Poème d'amour herero

Motjiritarero

Omuzire woje motjiritarero

Omiimbo uandje omuua tjinene

Nu hakahana majezengi inga

Omasenina jandje "ami mbekusuvera"

Traduit en otjiherero par Vivian T
Lecture audio Alfonsia Kaupeua
Poème d'amour herero

Recueil de poésie "La Glace"
Version originale
Poème la glace

Langue otjiherero

Poème d'amour traduit en otjiherero (les autres noms avec ceux des dialectes : herero, ovaherero, otjihakaona, otjikuvare, otjimbanderu, oluthimba, mbandieru, otjitwa, olungambwe, ochiherero, helelo, otjingumbi), une langue de Namibie (Hereroland) mais aussi du Botswana et Angola.

Cette langue bantoue du sud-ouest est parlée par le peuple Héréro, en tout par peut-être 150 000 personnes, principalement en Namibie.

Ces régions où l'on parle herero (le Kaokoland, le Hereroland de l'est et celui de l'ouest, l'Omaruru et la réserve d'Aminuis), plus celles du Bostwana et d'Angola, sont surtout rurales.

L'otjiherero est une langue nationale de Namibie, c'est une langue utilisés dans les écoles, l'administration et les médias.

On pourrait distinguer quatre groupes de Hereros avec quatre dialectes : ceux du centre (Kaokolanders), de l'est (Ovambanderu) et du nord-ouest (Kaokoveld) de la Namibie et ceux du Botswana.

Le dialecte du centre est celui qui s'appelle herero. Si le dialecte de l'est l'Otjimbanderu, était sûrement différent par le passé, avec la normalisation sur le dialecte du centre, et son enseignement dans les écoles et à l'université, il s'en rapproche beaucoup aujourd'hui.

Dans le Kakoland on trouve au moins huit groupe de langue herero : les Herero, les Tjimba-Herero, les Himba, les Ndamuranda, les Hakaona, les Zemba, les Tjimba et les Thwa. Des groupes qu'ont rencontrés les Herero lors de leurs migration, des groupes qui ont d'une certaine manière fusionné avec eux et qui ont adopté leur langue et leur culture.

Les Hereros

Selon les traditions orales, les Ovaherero, des bantous du sud-ouest, auraient migré depuis les grands lacs vers la Namibie, en s'arrêtant Angola, où sont des Tjimba, une centaine d'années.

Ils se révoltèrent en 1896 et en 1904, et furent décimés par les Allemands, ce qui provoqua l'opposition d'Erzberger et la rupture de la coalition gouvernementale. Quelques deux siècles après les Ovambos et les Kavangos, les Hereros firent leur apparition au Sud-Ouest Africain. Venus de la région de Mossamedes en Angola au XVIIIe siècle, ils se heurtèrent aux Ovambos au nord. Devant la résistance farouche des indigènes, ils descendirent plus vers le sud, là où se trouve actuellement leur homeland. Certains atteignirent même le Bechuanaland où ils sont connus sous le nom de Mbanderu.

Les Hereros sont des pasteurs, dont toute la vie est déterminée par la recherche de pâturages, aussi, après être resté dans le Kaokoland, leur vie de nomades, les a déplacé plus vers le sud jusqu'à Omaruru, Otjomuise (Windhoek), et tous les endroits du pays Herero où on les trouve aujourd'hui.

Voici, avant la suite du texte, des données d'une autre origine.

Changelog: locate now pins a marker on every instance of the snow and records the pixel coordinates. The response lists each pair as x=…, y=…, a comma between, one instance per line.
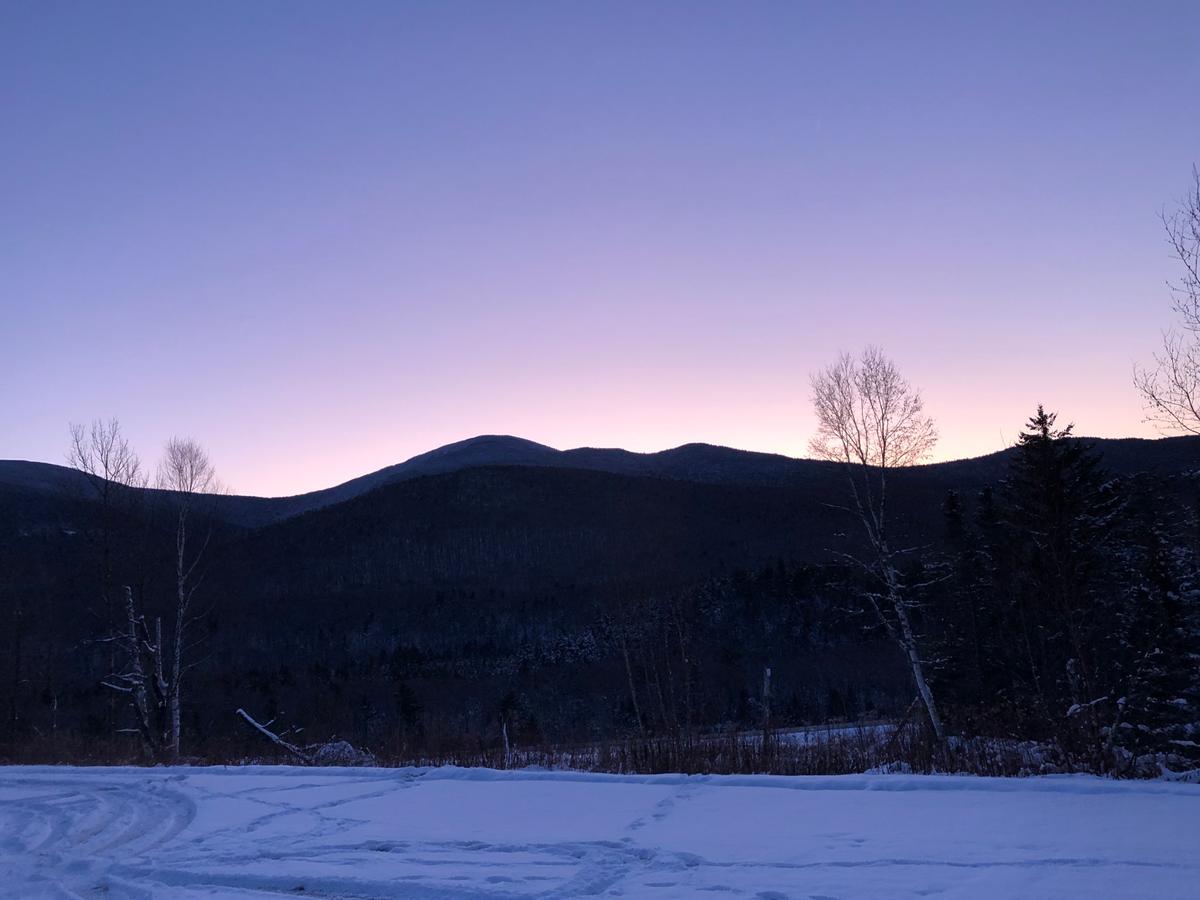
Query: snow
x=444, y=833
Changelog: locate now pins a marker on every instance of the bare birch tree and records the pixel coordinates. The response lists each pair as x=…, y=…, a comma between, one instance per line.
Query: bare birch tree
x=111, y=468
x=1171, y=388
x=185, y=474
x=871, y=420
x=112, y=473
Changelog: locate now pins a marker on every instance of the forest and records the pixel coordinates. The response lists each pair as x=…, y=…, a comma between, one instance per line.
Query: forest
x=1050, y=591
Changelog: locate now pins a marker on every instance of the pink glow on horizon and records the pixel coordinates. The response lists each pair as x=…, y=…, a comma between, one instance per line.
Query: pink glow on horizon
x=325, y=240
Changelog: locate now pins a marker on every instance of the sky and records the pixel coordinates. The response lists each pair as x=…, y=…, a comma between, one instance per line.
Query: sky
x=322, y=238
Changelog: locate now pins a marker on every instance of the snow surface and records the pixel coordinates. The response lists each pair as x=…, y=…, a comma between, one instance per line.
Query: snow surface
x=477, y=833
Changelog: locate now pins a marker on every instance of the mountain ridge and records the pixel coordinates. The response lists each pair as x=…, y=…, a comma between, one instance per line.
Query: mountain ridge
x=701, y=462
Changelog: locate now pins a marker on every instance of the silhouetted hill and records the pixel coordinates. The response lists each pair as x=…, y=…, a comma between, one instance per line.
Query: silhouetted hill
x=703, y=463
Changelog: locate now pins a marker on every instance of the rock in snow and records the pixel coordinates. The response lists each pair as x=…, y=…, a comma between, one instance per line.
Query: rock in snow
x=474, y=833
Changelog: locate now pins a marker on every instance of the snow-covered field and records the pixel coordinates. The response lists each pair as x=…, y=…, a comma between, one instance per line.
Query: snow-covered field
x=474, y=833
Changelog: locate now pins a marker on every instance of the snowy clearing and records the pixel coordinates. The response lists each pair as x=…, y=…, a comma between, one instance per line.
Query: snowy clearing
x=478, y=833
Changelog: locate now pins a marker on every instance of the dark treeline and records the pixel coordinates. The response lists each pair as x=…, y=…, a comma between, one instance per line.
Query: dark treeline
x=1054, y=603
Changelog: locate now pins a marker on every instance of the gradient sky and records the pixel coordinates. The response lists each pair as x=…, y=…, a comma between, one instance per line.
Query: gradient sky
x=322, y=238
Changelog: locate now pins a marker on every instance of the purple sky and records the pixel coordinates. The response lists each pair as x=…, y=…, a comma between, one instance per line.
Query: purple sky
x=322, y=238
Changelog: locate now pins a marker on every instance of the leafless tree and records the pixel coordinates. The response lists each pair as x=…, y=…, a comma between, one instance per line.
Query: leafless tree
x=871, y=420
x=185, y=474
x=111, y=467
x=112, y=472
x=1171, y=388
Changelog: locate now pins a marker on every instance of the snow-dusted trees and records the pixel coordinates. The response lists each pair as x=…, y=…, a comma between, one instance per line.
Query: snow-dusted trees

Ce peuple nomade vivant essentiellement d'élevage, ne disposait pas d'une structure politique assortie d'un chef suprême. De nombreux leaders, tenant leurs pouvoirs de la possession du feu sacré et d'imposants troupeaux, rivalisaient entre eux. Peuple guerrier, les Hereros, soumirent les Damas et se heurtèrent victorieusement aux Namas. Ils subirent ensuite l'influence extérieure des missionnaires allemands venus les convertir au christianisme. Un signe persistant de cette empreinte réside dans les vêtements portés par les femmes, calqués sur ceux des épouses des missionnaires.

A la suite des missionnaires, viendra la colonisation allemande. C'est en 1885 que le premier Reichcommissar du Sud Ouest Africain sera nommé; il s'agit du Dr Heinrich Göring, père du futur dignitaire nazi. En 1904, les Hereros dirigés par leur chef Maharero prirent les armes contre leur colonisateur et attaquèrent Okahandja le 11 janvier, massacrant tous les Européens. S'ensuivit la riposte allemande qui les décima. Ces révoltes et pacifications, furent lourdes en vies humaines (12 à 65 000 Hereros, 6 000 Namas, 1 500 Allemands).